Common human diseases are complex and likely the result of nonlinear interactions between multiple different DNA sequence variations. One goal of human genetics is to use data mining and machine learning methods to identify sets of discrete genetic attributes that are predictive of discrete measures of health in human population data. A variety of different computational intelligence methods based on artificial evolution have been developed and applied in this domain. While artificial evolution approaches such as genetic programming show promise, they
are only loosely based on real biological and evolutionary processes. It has recently been suggested that a new paradigm is needed where “artificial evolution” is transformed to “computational evolution” by incorporating more biological and evolutionary complexity into existing algorithms. Computational evolution systems have been proposed as more likely to solve problems of interest to biologists and biomedical researchers. To test this hypothesis, we developed a prototype computational evolution system for the analysis of human genetics
data capable of evolving operators of arbitrary complexity. Preliminary results suggest that more complex operators result in better solutions. Here we introduce modifications including a simpler stack-based solution representation, the ability to maintain and use an archive of solution building blocks, and a simpler set of solution operator building blocks capable of learning to use pre-processed expert knowledge. A parameter sweep suggests that operators that can use expert knowledge or archival information outperform those that cannot. This study supports the idea that complexity matters and thus the consideration of computational evolution for bioinformatics problem-solving in the domain of human genetics.

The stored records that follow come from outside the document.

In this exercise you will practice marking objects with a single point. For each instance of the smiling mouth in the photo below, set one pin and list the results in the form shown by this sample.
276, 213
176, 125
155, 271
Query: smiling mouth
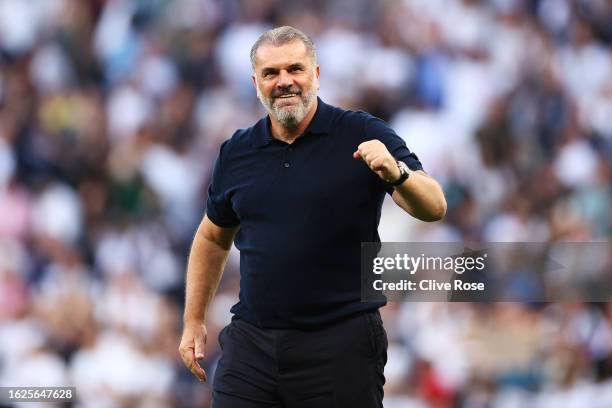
286, 96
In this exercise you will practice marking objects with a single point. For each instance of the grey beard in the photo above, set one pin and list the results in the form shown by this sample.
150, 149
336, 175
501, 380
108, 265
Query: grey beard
290, 117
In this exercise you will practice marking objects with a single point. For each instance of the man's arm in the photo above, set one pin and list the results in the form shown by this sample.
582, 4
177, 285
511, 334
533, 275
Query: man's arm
420, 195
207, 258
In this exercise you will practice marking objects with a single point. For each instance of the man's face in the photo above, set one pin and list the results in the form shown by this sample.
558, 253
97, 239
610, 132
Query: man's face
287, 81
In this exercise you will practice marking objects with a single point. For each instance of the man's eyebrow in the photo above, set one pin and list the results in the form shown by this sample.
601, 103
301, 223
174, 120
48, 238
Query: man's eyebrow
268, 70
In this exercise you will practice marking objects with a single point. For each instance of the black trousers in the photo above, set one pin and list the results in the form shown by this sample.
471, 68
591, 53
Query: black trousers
337, 366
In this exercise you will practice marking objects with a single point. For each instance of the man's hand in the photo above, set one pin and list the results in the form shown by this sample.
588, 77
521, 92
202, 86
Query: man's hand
192, 348
375, 154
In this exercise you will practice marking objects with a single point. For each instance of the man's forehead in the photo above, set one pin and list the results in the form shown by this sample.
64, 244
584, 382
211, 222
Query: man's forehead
269, 54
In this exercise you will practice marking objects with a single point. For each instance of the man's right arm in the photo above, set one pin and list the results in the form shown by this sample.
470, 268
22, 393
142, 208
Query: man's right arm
207, 258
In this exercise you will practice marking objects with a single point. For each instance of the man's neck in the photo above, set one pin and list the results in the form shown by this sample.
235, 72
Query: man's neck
288, 135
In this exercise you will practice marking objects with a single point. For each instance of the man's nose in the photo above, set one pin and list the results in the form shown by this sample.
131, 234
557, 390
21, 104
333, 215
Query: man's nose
284, 79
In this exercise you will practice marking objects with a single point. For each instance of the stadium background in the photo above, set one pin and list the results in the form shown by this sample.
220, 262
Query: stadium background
111, 114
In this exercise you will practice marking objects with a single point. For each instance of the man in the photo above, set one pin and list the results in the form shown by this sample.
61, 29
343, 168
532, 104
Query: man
300, 190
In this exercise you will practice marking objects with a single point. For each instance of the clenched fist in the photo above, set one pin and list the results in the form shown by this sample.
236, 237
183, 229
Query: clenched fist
375, 154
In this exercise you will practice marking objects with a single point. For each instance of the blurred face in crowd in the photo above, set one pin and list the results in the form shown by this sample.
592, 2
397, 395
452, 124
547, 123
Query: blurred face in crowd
287, 80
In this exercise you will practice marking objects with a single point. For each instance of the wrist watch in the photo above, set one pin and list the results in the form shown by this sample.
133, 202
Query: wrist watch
404, 174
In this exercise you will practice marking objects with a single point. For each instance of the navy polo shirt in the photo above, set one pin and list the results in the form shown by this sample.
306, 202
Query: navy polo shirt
303, 210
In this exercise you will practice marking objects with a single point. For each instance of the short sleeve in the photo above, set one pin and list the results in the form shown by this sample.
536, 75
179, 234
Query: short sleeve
219, 206
376, 128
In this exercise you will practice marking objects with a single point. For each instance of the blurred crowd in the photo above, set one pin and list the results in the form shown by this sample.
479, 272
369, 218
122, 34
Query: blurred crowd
111, 115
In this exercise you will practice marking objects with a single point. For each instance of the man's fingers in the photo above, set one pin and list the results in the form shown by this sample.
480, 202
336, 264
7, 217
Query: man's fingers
199, 347
198, 371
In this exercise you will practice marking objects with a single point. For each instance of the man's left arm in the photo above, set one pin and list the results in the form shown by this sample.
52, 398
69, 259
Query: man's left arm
419, 195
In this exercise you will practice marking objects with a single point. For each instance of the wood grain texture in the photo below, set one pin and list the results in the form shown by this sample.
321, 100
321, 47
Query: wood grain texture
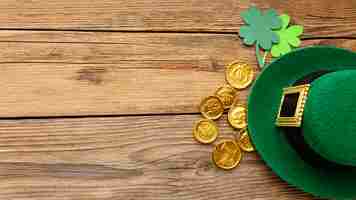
80, 73
320, 18
137, 158
72, 73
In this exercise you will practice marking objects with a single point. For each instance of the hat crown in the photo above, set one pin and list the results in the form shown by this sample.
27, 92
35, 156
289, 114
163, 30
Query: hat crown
329, 122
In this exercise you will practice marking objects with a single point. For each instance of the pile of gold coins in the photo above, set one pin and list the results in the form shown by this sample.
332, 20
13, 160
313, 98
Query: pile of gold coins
226, 154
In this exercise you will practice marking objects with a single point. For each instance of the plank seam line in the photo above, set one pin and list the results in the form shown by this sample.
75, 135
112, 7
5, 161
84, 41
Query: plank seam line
119, 31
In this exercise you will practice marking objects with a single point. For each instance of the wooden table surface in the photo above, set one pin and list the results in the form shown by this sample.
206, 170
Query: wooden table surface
98, 97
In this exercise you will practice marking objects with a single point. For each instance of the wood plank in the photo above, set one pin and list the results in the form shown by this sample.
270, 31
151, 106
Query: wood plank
138, 158
320, 18
71, 73
82, 73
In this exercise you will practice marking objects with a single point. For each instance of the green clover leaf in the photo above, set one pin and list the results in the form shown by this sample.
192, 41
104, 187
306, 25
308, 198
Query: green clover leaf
288, 37
259, 29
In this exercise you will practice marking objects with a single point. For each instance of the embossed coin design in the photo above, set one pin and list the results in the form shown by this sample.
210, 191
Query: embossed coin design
205, 131
212, 107
227, 95
227, 154
237, 117
245, 142
239, 75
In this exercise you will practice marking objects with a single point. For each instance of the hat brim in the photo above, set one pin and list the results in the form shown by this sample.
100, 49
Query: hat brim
271, 144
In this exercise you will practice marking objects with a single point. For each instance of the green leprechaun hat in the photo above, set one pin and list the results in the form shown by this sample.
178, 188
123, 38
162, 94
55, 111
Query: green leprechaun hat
302, 120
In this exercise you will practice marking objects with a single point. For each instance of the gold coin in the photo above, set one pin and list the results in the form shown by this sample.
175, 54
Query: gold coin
227, 95
237, 116
245, 142
227, 154
211, 107
239, 75
205, 131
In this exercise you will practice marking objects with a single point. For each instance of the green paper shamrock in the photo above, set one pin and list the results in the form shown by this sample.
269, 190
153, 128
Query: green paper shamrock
288, 37
259, 29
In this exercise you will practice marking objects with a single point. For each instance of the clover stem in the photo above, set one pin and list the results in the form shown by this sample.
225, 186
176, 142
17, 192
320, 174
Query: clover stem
260, 60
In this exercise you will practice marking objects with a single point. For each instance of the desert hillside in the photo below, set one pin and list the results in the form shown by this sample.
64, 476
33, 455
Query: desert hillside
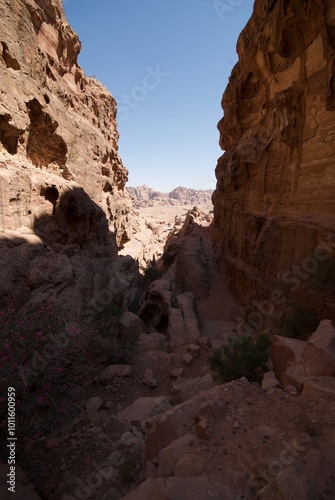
144, 196
152, 347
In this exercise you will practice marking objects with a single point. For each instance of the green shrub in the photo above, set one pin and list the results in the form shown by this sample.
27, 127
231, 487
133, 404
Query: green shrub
241, 357
43, 354
300, 322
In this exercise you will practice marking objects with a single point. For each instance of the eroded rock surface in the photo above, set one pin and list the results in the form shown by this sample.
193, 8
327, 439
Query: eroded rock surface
64, 210
274, 200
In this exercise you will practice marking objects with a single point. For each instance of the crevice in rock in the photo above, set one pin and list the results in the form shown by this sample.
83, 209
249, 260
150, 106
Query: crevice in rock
9, 135
44, 146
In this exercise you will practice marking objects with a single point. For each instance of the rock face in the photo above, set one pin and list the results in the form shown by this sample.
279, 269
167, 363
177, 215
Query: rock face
145, 196
308, 366
63, 207
274, 200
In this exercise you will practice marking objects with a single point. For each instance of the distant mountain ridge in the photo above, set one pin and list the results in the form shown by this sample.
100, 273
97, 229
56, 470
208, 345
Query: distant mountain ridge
145, 196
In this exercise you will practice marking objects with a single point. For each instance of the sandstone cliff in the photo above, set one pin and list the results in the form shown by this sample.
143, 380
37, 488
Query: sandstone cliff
274, 201
145, 196
62, 196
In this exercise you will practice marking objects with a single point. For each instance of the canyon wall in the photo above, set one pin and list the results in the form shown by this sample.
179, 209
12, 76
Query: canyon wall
64, 210
274, 203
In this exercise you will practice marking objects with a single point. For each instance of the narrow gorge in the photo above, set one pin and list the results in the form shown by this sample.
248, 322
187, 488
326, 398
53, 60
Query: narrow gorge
155, 346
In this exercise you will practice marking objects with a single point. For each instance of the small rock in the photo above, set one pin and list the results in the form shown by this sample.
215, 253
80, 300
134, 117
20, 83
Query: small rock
94, 404
190, 465
244, 381
177, 372
112, 494
202, 429
187, 359
128, 440
92, 416
94, 430
52, 444
204, 370
194, 350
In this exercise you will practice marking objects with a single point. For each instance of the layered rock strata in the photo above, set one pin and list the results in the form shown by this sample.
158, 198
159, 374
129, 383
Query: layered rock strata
274, 201
62, 182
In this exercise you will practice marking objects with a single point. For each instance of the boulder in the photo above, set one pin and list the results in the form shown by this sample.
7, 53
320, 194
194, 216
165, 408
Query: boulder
177, 372
168, 457
269, 381
23, 488
186, 304
318, 356
148, 378
116, 427
176, 327
157, 304
142, 408
194, 350
187, 359
319, 387
205, 343
151, 341
184, 389
189, 465
130, 322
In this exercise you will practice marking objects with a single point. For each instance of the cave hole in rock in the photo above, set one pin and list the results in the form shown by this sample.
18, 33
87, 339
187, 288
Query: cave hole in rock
163, 325
10, 61
51, 194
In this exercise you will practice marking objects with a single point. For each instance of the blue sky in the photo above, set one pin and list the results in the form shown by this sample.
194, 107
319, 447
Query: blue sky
167, 63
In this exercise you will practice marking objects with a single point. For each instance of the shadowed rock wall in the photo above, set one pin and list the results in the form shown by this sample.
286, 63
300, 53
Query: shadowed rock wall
275, 197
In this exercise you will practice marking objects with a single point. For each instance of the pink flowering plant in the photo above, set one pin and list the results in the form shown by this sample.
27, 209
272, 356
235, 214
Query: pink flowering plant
42, 355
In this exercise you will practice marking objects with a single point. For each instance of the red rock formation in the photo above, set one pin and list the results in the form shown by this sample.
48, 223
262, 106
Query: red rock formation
57, 127
274, 200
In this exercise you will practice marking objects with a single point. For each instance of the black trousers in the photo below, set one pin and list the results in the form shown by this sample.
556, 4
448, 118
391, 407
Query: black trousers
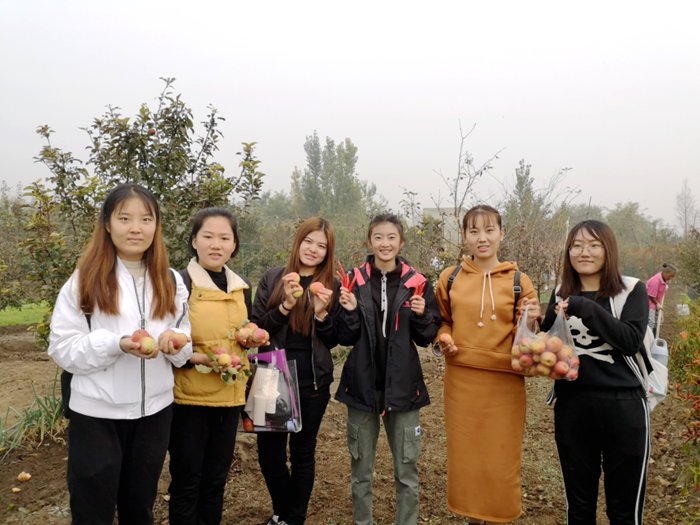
115, 463
202, 441
591, 430
291, 491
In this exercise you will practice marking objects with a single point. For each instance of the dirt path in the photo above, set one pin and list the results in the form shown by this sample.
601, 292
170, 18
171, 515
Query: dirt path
45, 497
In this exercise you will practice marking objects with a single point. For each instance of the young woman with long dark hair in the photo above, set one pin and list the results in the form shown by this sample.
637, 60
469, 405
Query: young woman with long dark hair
306, 328
121, 396
481, 302
601, 418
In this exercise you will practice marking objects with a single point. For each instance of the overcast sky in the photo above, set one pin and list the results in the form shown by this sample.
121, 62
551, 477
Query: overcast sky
610, 89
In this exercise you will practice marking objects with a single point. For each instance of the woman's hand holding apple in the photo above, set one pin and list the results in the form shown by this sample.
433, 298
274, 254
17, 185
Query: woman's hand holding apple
562, 304
532, 307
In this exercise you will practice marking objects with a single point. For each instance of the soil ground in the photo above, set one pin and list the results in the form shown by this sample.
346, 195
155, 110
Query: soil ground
44, 499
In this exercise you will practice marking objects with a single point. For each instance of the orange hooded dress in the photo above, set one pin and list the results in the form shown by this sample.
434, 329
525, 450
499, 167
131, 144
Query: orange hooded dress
484, 397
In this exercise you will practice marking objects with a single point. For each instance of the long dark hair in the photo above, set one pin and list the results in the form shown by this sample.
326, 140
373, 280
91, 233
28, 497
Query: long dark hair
203, 215
300, 318
97, 279
611, 279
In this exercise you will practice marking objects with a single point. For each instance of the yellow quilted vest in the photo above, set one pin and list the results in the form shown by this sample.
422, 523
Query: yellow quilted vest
214, 315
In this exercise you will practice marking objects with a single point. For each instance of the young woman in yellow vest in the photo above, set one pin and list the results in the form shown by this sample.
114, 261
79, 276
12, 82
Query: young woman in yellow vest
484, 397
206, 411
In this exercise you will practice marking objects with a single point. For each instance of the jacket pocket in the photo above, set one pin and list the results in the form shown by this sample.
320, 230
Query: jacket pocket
354, 440
411, 444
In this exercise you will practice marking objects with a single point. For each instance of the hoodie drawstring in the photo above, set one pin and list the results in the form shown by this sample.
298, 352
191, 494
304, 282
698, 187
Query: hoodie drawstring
493, 302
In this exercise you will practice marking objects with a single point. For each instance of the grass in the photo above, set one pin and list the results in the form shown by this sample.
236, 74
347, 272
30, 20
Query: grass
43, 418
29, 314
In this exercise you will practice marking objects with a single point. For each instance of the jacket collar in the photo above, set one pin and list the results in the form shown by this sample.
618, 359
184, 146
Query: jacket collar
200, 278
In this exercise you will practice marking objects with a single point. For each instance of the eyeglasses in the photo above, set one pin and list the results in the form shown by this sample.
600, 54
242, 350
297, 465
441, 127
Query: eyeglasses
593, 250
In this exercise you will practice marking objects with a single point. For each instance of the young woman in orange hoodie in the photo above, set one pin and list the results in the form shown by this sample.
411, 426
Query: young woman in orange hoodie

Figure 1. Visual overview of our computational evolution system for discovering symbolic discriminant functions that differentiate disease subjects fromhealthy subjects using information about single nucleotide polymorphisms (SNPs). The hierarchical structure is shown on the left while some specific examples at each level are shown in the middle. At the lowest level (D) is a grid of solutions. Each solution consists of a list of functions and their arguments (e.g. X1 is an attribute) that are evaluated using a stack (denoted by ST in the solution). The next level up (C) is a grid of solution operators that each consists of some combination of the ADD, DELETE and COPY functions each with their respective set of probabilities that define whether expert knowledge from ReliefF (denoted by E in the probability pie) or the archive (denoted by A in the probability pie) are used instead of a random generator (denoted by R in the probability pie). ReliefF scores are derived by pre-processing the data (E) and are stored for use by the system (F). The attribute archive (G) is derived from the frequency with which each attribute occurs among solutions in the population. The top two levels of the hierarchy (A and B) exist to generate variability in the operators that modify the solutions. This system allows operators of arbitrary complexity to modify solutions. Note that we used 18x18 and 36x36 grids of 324 and 1296 solutions, respectively, in the present study. A 12x12 grid is shown here as an example.